The open-house-style event held earlier this month was designed to highlight the positive changes occurring at the comprehensive high school. Dekaney is currently implementing the SpringWay Systems and Routines to achieve change in the classroom, understanding that change starts with leadership and creates a domino effect.
“The purpose of today’s event was to open the doors to the community to allow them to see what our reality is versus what the perception in the community is,” said Dekaney Associate Principal of Instruction Brandi Rodney.
When asked about the changes happening at the school, parents and students, including Dekaney senior Laurye Lewis, attributed the progress to the leadership of Principal Alonzo Reynolds III, who has made creating a positive culture at the school a priority.
“There have been fewer fights and drama,” said Lewis. “The school has been very mellow. Teachers have been more attentive and have been paying more attention to what they can do to better our education.”
Reynolds said his goal has been to help foster a welcoming and respectful environment on the campus so that students can focus on academics. Dekaney’s state accountability ratings showed strong year-over-year growth with a 10-percentage-point increase in 2018-19.
“I didn’t plan to establish trust between my students, it just happened to work out that way,” said Reynolds. “When I arrived, I gave them an opportunity to hear what my expectations were and provide feedback in order to create a positive learning environment at Dekaney. I believe that the opportunity to be heard is what made them trust me.”
Some of the recent changes at the school include the reorganization of classes according to grade level. Reynolds said he felt it was important to provide his students with structure, so he placed 11th- and 12th-grade classes downstairs and 9th- and 10th-grade classes upstairs, easing congested hallways and reducing the number of tardies to class.
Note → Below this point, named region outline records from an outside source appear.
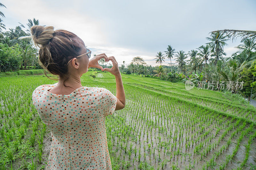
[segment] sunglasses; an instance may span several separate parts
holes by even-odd
[[[84,55],[86,54],[86,55],[87,55],[87,56],[88,56],[88,58],[90,58],[90,57],[91,57],[91,54],[92,53],[92,51],[90,50],[88,48],[87,48],[86,49],[86,53],[84,53],[84,54],[82,54],[82,55],[79,55],[78,56],[77,56],[77,57],[76,57],[75,58],[77,58],[78,57],[81,57],[81,56]],[[74,57],[74,58],[75,58],[75,57]],[[71,60],[72,59],[71,59],[70,60],[69,60],[68,61],[68,63],[67,63],[67,64],[65,64],[64,65],[65,66],[66,66],[66,65],[68,65],[68,63],[70,61],[71,61]]]

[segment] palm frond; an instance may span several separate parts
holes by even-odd
[[[254,39],[256,38],[256,31],[253,31],[225,29],[212,31],[210,33],[213,33],[217,32],[227,34],[232,39],[232,42],[238,37],[241,37],[241,40],[247,38]]]

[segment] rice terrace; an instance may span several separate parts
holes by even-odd
[[[83,74],[82,85],[115,94],[115,76],[97,72]],[[113,169],[255,169],[252,105],[218,91],[187,90],[183,83],[122,78],[126,105],[106,120]],[[31,96],[40,85],[56,82],[42,75],[0,77],[0,169],[10,168],[9,159],[15,169],[46,166],[51,133]]]

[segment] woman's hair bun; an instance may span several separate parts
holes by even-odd
[[[46,45],[50,39],[53,37],[55,32],[52,26],[44,27],[41,25],[34,25],[30,28],[31,37],[35,45],[41,47],[38,45]]]

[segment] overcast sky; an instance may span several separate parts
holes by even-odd
[[[186,53],[208,42],[211,31],[256,30],[256,1],[2,0],[7,30],[35,18],[40,25],[64,29],[84,40],[92,54],[114,56],[119,66],[140,56],[156,65],[155,55],[168,45]],[[237,50],[238,38],[224,47]],[[172,63],[174,62],[172,59]],[[163,64],[170,63],[164,60]]]

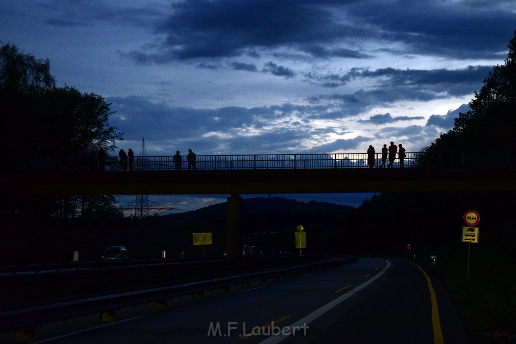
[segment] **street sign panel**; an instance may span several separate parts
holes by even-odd
[[[464,213],[462,219],[468,226],[476,226],[480,220],[480,217],[475,210],[467,210]]]
[[[211,245],[212,233],[192,233],[194,245]]]
[[[478,227],[462,226],[462,241],[463,242],[478,242]]]
[[[296,232],[296,249],[307,248],[306,232]]]

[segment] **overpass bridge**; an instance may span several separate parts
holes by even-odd
[[[241,255],[240,194],[436,191],[516,191],[513,152],[408,153],[402,167],[366,164],[366,153],[201,155],[195,170],[186,157],[118,157],[105,161],[25,160],[4,167],[0,191],[23,195],[230,194],[228,257]]]
[[[238,194],[408,191],[516,191],[516,153],[407,153],[401,168],[366,165],[366,153],[135,157],[131,170],[118,157],[26,160],[4,166],[6,195]],[[179,168],[178,168],[179,167]]]

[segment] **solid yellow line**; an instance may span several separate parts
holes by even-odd
[[[414,264],[414,263],[411,263]],[[432,302],[432,326],[433,327],[433,342],[435,344],[444,344],[444,339],[443,338],[443,332],[441,329],[441,321],[439,320],[439,310],[437,307],[437,297],[436,296],[436,292],[433,290],[433,287],[432,286],[432,282],[430,280],[428,275],[426,274],[425,271],[418,265],[414,264],[417,268],[421,270],[423,274],[426,277],[426,282],[428,284],[428,289],[430,289],[430,297]]]
[[[292,316],[291,316],[291,315],[287,315],[287,316],[285,316],[283,317],[282,318],[280,318],[279,319],[277,319],[276,320],[272,320],[272,321],[271,321],[269,323],[267,324],[266,325],[264,325],[263,326],[262,326],[260,328],[260,333],[261,333],[263,332],[263,330],[264,330],[265,329],[267,329],[267,327],[270,327],[272,325],[272,323],[275,323],[275,324],[277,324],[278,322],[281,322],[283,321],[283,320],[287,320],[287,319],[288,319],[289,318],[291,317]],[[246,334],[244,335],[241,337],[239,337],[238,339],[247,339],[248,338],[249,338],[249,337],[252,337],[252,336],[253,336],[253,333],[252,332],[249,332],[249,333],[246,333]]]
[[[346,289],[349,288],[350,287],[351,287],[352,285],[353,285],[352,284],[350,284],[349,285],[346,286],[345,287],[343,287],[341,288],[341,289],[337,289],[335,291],[335,292],[341,292],[341,291],[342,291],[344,289]]]

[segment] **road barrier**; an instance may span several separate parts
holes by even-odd
[[[104,321],[116,319],[116,312],[125,307],[155,302],[163,307],[167,301],[191,295],[202,298],[204,292],[220,289],[227,291],[231,286],[243,287],[253,282],[293,275],[306,271],[331,268],[357,260],[354,256],[333,257],[324,261],[296,266],[270,269],[251,273],[215,278],[178,285],[146,289],[98,297],[75,300],[0,313],[0,332],[13,331],[18,341],[34,340],[37,325],[98,313]]]

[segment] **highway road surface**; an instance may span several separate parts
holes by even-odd
[[[333,270],[169,306],[39,342],[470,342],[431,272],[398,259]]]

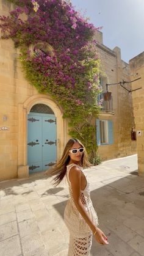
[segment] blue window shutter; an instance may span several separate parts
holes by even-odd
[[[99,120],[96,120],[96,142],[97,145],[99,146],[101,145],[101,137],[100,137],[100,124]]]
[[[112,121],[108,122],[108,144],[113,144],[113,122]]]

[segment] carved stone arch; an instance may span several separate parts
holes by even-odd
[[[34,53],[37,50],[41,50],[46,55],[51,57],[54,56],[54,50],[51,45],[46,42],[38,42],[35,45],[31,45],[29,46],[29,50],[31,53]]]
[[[27,118],[31,109],[35,104],[45,104],[51,108],[57,119],[57,156],[62,156],[64,145],[67,141],[67,122],[62,117],[62,109],[48,95],[37,94],[29,98],[23,104],[18,104],[18,177],[29,177],[27,160]]]

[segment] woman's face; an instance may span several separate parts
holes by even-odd
[[[82,148],[81,145],[80,145],[78,142],[75,142],[73,144],[73,146],[71,147],[70,150],[72,149],[79,149]],[[71,152],[69,152],[69,156],[70,156],[71,160],[76,162],[81,162],[82,155],[84,152],[77,152],[76,154],[73,154]]]

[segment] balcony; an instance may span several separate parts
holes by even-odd
[[[100,100],[103,100],[103,104],[100,115],[112,116],[115,114],[113,109],[113,101],[112,93],[106,92],[99,95]]]

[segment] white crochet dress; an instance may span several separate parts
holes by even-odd
[[[82,167],[77,164],[72,164],[67,166],[66,177],[69,185],[70,197],[65,209],[64,220],[70,232],[68,256],[88,256],[92,246],[92,232],[74,202],[69,172],[71,168],[74,166],[78,167],[82,172]],[[97,226],[98,225],[98,216],[90,199],[90,182],[87,177],[86,178],[87,186],[84,190],[81,190],[81,199],[86,211],[93,223]]]

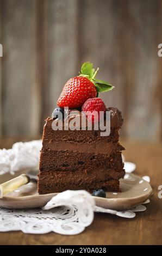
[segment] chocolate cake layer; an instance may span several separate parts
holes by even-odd
[[[53,120],[47,118],[40,155],[40,193],[78,189],[120,191],[119,180],[124,175],[124,148],[119,143],[118,132],[123,119],[117,108],[108,110],[111,112],[111,131],[105,137],[101,136],[99,130],[54,131]]]
[[[38,190],[39,194],[47,194],[48,193],[60,193],[65,190],[85,190],[91,193],[95,190],[103,189],[105,191],[120,192],[119,181],[117,180],[109,180],[103,181],[96,181],[94,182],[80,184],[79,183],[62,183],[55,184],[53,182],[46,180],[46,176],[39,183]]]
[[[60,161],[61,159],[61,161]],[[114,168],[117,172],[123,169],[121,153],[107,154],[85,154],[67,151],[45,150],[41,153],[40,171],[84,171],[97,168]]]

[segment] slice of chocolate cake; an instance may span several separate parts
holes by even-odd
[[[72,79],[75,80],[74,84],[72,84]],[[94,126],[91,130],[88,130],[86,125],[83,129],[80,126],[79,130],[67,130],[65,128],[67,117],[71,116],[73,109],[68,111],[64,120],[59,123],[57,130],[53,130],[53,122],[57,121],[59,123],[59,118],[48,118],[44,126],[40,154],[38,179],[38,192],[40,194],[79,189],[86,190],[90,192],[98,189],[103,189],[106,191],[120,191],[119,180],[124,175],[121,157],[121,150],[124,148],[119,142],[119,130],[123,123],[121,113],[116,108],[106,109],[103,101],[96,97],[96,94],[93,94],[96,84],[95,83],[94,85],[94,82],[86,77],[86,79],[89,80],[88,84],[85,77],[82,76],[71,78],[70,83],[67,82],[67,85],[70,84],[71,86],[70,94],[67,93],[66,84],[65,93],[63,95],[61,94],[58,101],[58,106],[61,107],[60,111],[63,112],[65,107],[69,106],[71,108],[82,107],[88,120],[89,111],[94,113],[92,109],[98,113],[97,121],[98,120],[99,124],[101,121],[99,114],[101,111],[104,111],[104,113],[106,111],[109,112],[110,132],[108,135],[101,136],[99,125],[98,130],[95,130]],[[109,84],[104,84],[104,87],[105,85],[109,88],[107,90],[112,89]],[[84,89],[84,86],[87,86],[86,90],[88,88],[88,93],[86,94],[86,91],[84,95],[81,94],[80,96],[80,89]],[[100,84],[99,86],[101,90],[102,84]],[[76,87],[76,90],[74,90]],[[92,95],[91,97],[90,92],[91,88]],[[80,93],[79,96],[77,95],[77,98],[76,92],[78,90]],[[66,98],[67,93],[68,96]],[[84,99],[82,98],[82,95]],[[73,118],[77,115],[79,118],[82,118],[83,114],[80,111],[76,111],[75,117]],[[94,117],[96,117],[95,114]],[[96,122],[93,115],[91,120],[93,124]],[[61,130],[59,129],[60,124],[63,124]]]

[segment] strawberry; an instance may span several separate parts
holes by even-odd
[[[96,95],[96,87],[89,79],[76,76],[68,80],[65,85],[57,105],[60,107],[76,108],[82,106],[88,99]]]
[[[100,119],[101,111],[106,111],[106,106],[101,99],[94,97],[89,99],[84,102],[82,111],[85,112],[90,121],[95,123]]]
[[[58,107],[79,108],[88,99],[97,97],[99,92],[112,90],[113,86],[95,78],[98,70],[95,71],[89,62],[84,63],[80,75],[70,78],[64,86],[57,101]]]

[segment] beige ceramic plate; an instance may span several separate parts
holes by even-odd
[[[96,205],[110,209],[126,210],[144,203],[152,194],[149,184],[133,174],[126,174],[125,179],[121,180],[120,184],[120,193],[107,192],[106,198],[94,197]],[[36,184],[29,182],[0,199],[0,206],[14,209],[42,207],[56,194],[38,194]]]

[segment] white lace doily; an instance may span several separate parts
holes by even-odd
[[[41,147],[42,141],[38,140],[17,142],[11,149],[0,149],[0,175],[37,167]]]
[[[13,173],[38,166],[41,141],[19,142],[11,149],[0,150],[0,174]],[[125,169],[133,172],[135,165],[125,162]],[[143,177],[149,182],[149,177]],[[147,200],[144,204],[149,202]],[[51,231],[64,235],[82,232],[92,223],[94,211],[113,214],[124,218],[134,218],[135,212],[146,210],[138,205],[128,211],[118,211],[95,205],[90,194],[85,191],[66,191],[49,201],[42,209],[7,209],[0,208],[0,231],[21,230],[28,234],[45,234]]]

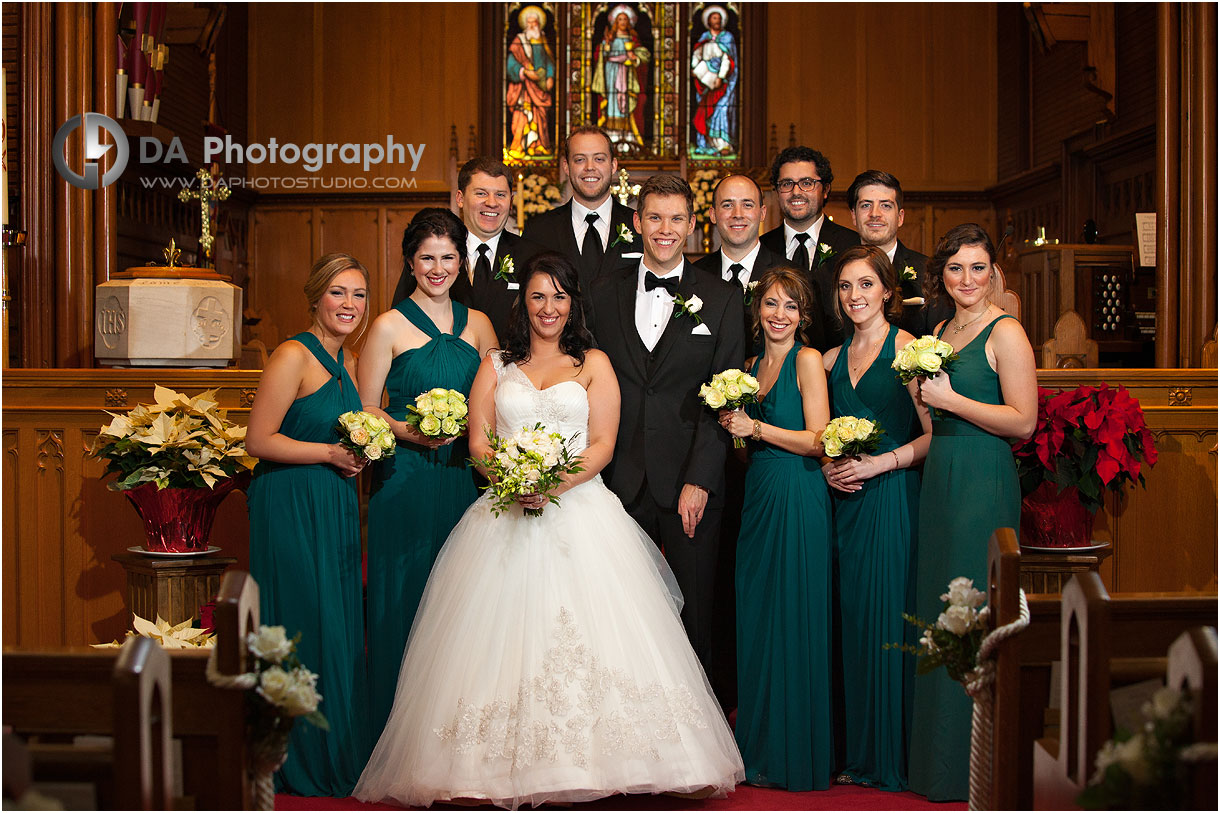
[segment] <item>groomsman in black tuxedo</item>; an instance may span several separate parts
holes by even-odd
[[[504,227],[512,214],[509,168],[493,157],[475,157],[458,171],[458,211],[466,225],[467,267],[458,275],[449,295],[483,311],[503,342],[509,332],[516,275],[542,248]],[[394,302],[411,293],[415,278],[403,275]]]
[[[634,211],[610,195],[619,172],[610,137],[600,127],[577,127],[559,148],[559,161],[572,187],[572,199],[526,223],[526,237],[576,264],[581,288],[615,271],[622,260],[638,260]]]
[[[711,210],[709,217],[720,234],[720,248],[700,258],[694,265],[702,271],[717,275],[725,282],[737,282],[743,292],[749,291],[749,283],[762,278],[762,272],[781,265],[788,265],[788,259],[772,251],[759,240],[759,227],[766,219],[766,206],[762,205],[762,190],[754,178],[747,175],[731,175],[721,178],[711,192]],[[744,293],[747,303],[750,294]],[[821,313],[821,297],[814,288],[814,313]],[[810,325],[805,334],[809,343],[819,347],[822,342],[821,321]],[[745,306],[745,344],[749,347],[753,325],[749,304]]]
[[[906,248],[898,239],[898,228],[905,217],[903,188],[898,178],[881,170],[865,170],[848,187],[847,203],[852,208],[852,222],[860,232],[860,242],[884,251],[902,283],[903,315],[898,320],[899,327],[917,338],[931,333],[939,322],[953,316],[952,302],[924,302],[927,256]]]
[[[780,198],[783,225],[762,236],[762,245],[783,254],[809,273],[822,300],[822,339],[810,343],[826,352],[843,343],[843,327],[834,315],[834,261],[860,244],[860,236],[822,212],[834,173],[825,155],[808,146],[789,146],[771,162],[771,186]]]
[[[636,214],[643,258],[597,280],[588,308],[622,393],[617,446],[603,477],[665,552],[686,597],[682,623],[711,671],[730,438],[699,400],[699,387],[741,367],[745,344],[741,287],[682,256],[693,206],[686,181],[650,177]]]

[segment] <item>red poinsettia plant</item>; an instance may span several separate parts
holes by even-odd
[[[1083,386],[1074,391],[1038,387],[1038,422],[1027,441],[1013,444],[1021,493],[1042,483],[1058,492],[1075,487],[1091,513],[1104,491],[1144,485],[1142,465],[1157,463],[1157,446],[1139,402],[1125,387]]]

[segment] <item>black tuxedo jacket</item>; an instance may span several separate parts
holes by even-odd
[[[576,233],[572,232],[571,200],[531,217],[526,223],[525,236],[544,249],[559,251],[575,262],[580,271],[581,289],[588,292],[594,280],[614,273],[623,265],[623,254],[634,255],[627,258],[628,261],[642,256],[640,253],[644,249],[640,245],[639,232],[636,231],[634,215],[634,209],[623,206],[617,200],[611,203],[610,238],[606,240],[606,249],[597,267],[589,267],[581,260],[581,244],[576,242]],[[619,226],[626,226],[631,231],[632,240],[630,243],[619,240],[617,244],[614,244],[619,237]]]
[[[898,248],[894,250],[894,273],[898,275],[899,280],[902,280],[903,270],[906,267],[915,270],[916,278],[902,282],[903,299],[922,297],[924,282],[927,280],[927,256],[919,251],[913,251],[903,245],[902,240],[898,240]],[[936,326],[953,316],[953,303],[948,300],[943,303],[930,300],[922,305],[906,305],[903,308],[903,315],[898,320],[898,326],[915,338],[919,338],[920,336],[932,333]]]
[[[689,315],[670,319],[649,353],[636,330],[638,272],[637,262],[599,278],[588,303],[589,328],[610,356],[622,398],[617,444],[603,477],[625,503],[647,477],[653,498],[673,510],[684,483],[706,488],[709,504],[723,505],[731,438],[699,400],[699,387],[745,361],[742,289],[687,262],[678,295],[703,300],[708,332]]]
[[[760,239],[766,248],[788,258],[788,247],[783,239],[783,223],[772,228]],[[860,236],[855,231],[844,228],[827,217],[822,221],[822,229],[817,233],[817,242],[830,245],[831,254],[825,260],[819,260],[817,258],[821,255],[819,247],[809,247],[810,251],[816,253],[814,255],[813,269],[810,270],[809,283],[810,287],[816,289],[822,305],[822,323],[819,326],[821,328],[822,343],[817,344],[814,339],[814,334],[819,332],[816,327],[809,331],[809,343],[825,353],[830,348],[843,343],[843,325],[839,322],[838,316],[834,315],[834,264],[838,261],[839,254],[853,245],[860,244]]]
[[[783,232],[782,228],[780,231],[781,233]],[[699,258],[699,260],[694,264],[694,267],[706,273],[711,273],[714,277],[719,280],[723,280],[723,277],[721,276],[721,269],[723,267],[721,256],[722,251],[723,249],[716,249],[711,254]],[[754,258],[754,267],[750,269],[750,282],[758,282],[759,280],[762,278],[762,275],[766,271],[770,271],[771,269],[775,269],[781,265],[786,265],[787,262],[788,260],[783,256],[783,253],[776,253],[769,249],[766,245],[759,245],[758,256]],[[814,294],[814,300],[813,303],[810,303],[810,310],[817,316],[821,316],[822,297],[816,286],[811,288],[811,292]],[[761,337],[759,339],[754,338],[753,297],[749,297],[749,299],[750,302],[745,304],[745,347],[747,348],[753,347],[754,349],[747,355],[754,355],[755,352],[761,345]],[[810,347],[816,347],[821,349],[821,345],[825,343],[826,336],[825,331],[822,330],[822,320],[820,317],[815,316],[809,323],[809,326],[805,327],[805,338],[808,339],[806,343]]]
[[[500,270],[500,261],[506,256],[511,256],[514,271],[520,276],[529,258],[542,250],[542,247],[512,232],[500,232],[500,242],[495,244],[495,256],[492,259],[492,284],[478,286],[476,288],[471,286],[470,276],[462,272],[458,275],[453,288],[449,289],[449,297],[454,302],[460,302],[467,308],[473,308],[486,314],[492,320],[495,336],[503,344],[509,331],[512,304],[517,300],[517,289],[512,287],[516,284],[515,282],[497,280],[495,272]],[[477,256],[467,258],[472,272],[477,259]],[[394,289],[393,302],[395,304],[403,302],[411,295],[412,291],[415,291],[415,277],[404,272],[398,281],[398,288]]]

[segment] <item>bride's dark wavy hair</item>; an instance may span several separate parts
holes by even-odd
[[[512,316],[509,320],[509,334],[504,337],[501,359],[505,364],[529,360],[529,313],[526,310],[526,291],[529,281],[545,273],[555,288],[567,294],[572,306],[567,311],[567,323],[559,337],[559,349],[576,359],[577,366],[584,364],[584,353],[593,349],[593,333],[584,326],[584,299],[576,275],[576,266],[558,251],[536,254],[526,262],[521,272],[517,300],[512,303]]]

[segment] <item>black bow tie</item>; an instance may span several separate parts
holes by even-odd
[[[678,292],[678,283],[682,282],[682,277],[659,277],[651,271],[644,275],[644,291],[651,291],[653,288],[665,288],[673,295]]]

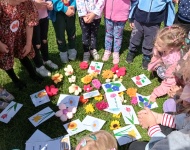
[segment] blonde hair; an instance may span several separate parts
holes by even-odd
[[[83,140],[85,145],[81,144]],[[77,147],[76,150],[117,150],[117,142],[109,132],[100,130],[83,137]]]

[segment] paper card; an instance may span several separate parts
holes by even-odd
[[[67,130],[70,136],[82,132],[86,129],[79,119],[64,124],[63,126]]]
[[[138,101],[139,107],[142,107],[142,108],[148,107],[149,109],[158,107],[158,104],[156,102],[149,102],[150,95],[143,96],[143,95],[137,93],[136,96],[137,96],[137,101]]]
[[[91,91],[91,92],[88,92],[88,93],[84,93],[83,97],[84,97],[84,99],[87,99],[87,98],[95,97],[95,96],[98,96],[98,95],[100,95],[100,92],[98,90],[95,90],[95,91]]]
[[[86,130],[96,132],[102,128],[105,122],[105,120],[87,115],[82,121],[82,124],[85,126]]]
[[[29,121],[35,126],[37,127],[38,125],[40,125],[41,123],[43,123],[44,121],[48,120],[49,118],[51,118],[52,116],[54,116],[54,112],[51,108],[46,107],[43,110],[39,111],[38,113],[36,113],[35,115],[31,116],[29,119]]]
[[[128,125],[123,128],[113,130],[113,133],[120,146],[141,138],[141,135],[134,125]]]
[[[144,75],[138,75],[135,76],[133,78],[131,78],[133,80],[133,82],[138,86],[138,87],[143,87],[146,86],[148,84],[151,84],[151,81]]]
[[[36,93],[30,95],[30,98],[32,99],[32,102],[35,107],[50,101],[46,90],[41,90],[39,92],[36,92]]]
[[[100,74],[100,72],[102,70],[102,67],[103,67],[103,63],[102,62],[92,61],[90,63],[89,68],[88,68],[88,73],[97,72],[98,74]]]
[[[60,94],[57,106],[59,106],[60,103],[63,103],[67,107],[77,107],[79,103],[79,98],[80,96]]]
[[[120,81],[102,84],[102,88],[104,89],[105,93],[122,92],[126,90]]]
[[[12,101],[1,113],[0,121],[8,123],[20,110],[23,104]]]
[[[137,115],[131,105],[123,105],[122,116],[126,124],[139,124]]]

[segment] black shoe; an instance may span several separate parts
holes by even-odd
[[[132,63],[134,58],[135,58],[135,54],[131,53],[131,52],[128,52],[127,58],[126,58],[127,63],[129,63],[129,64]]]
Reynolds also designated school counselors to students according to their grade level, rather than by the first letter of their last name. In addition, the counselors have the same students over all four years of high school, so they can develop consistency, stability and trust.
Shamayne Mitchell, mother of 9th-grade Dekaney student Lazerick Scott, said she is a new parent in Spring ISD, and initially had questions and concerns about the school’s special education program and the campus itself — until she emailed Reynolds.
“I was given a lot of good information, everybody was really welcoming, and the principal gave me a personal invitation to come and chat with him any time I had questions,” Mitchell said. “He also specified that he was implementing some changes around Dekaney. He told me to give the school a chance and give him my thoughts at the end of the school year. So far, I love it.”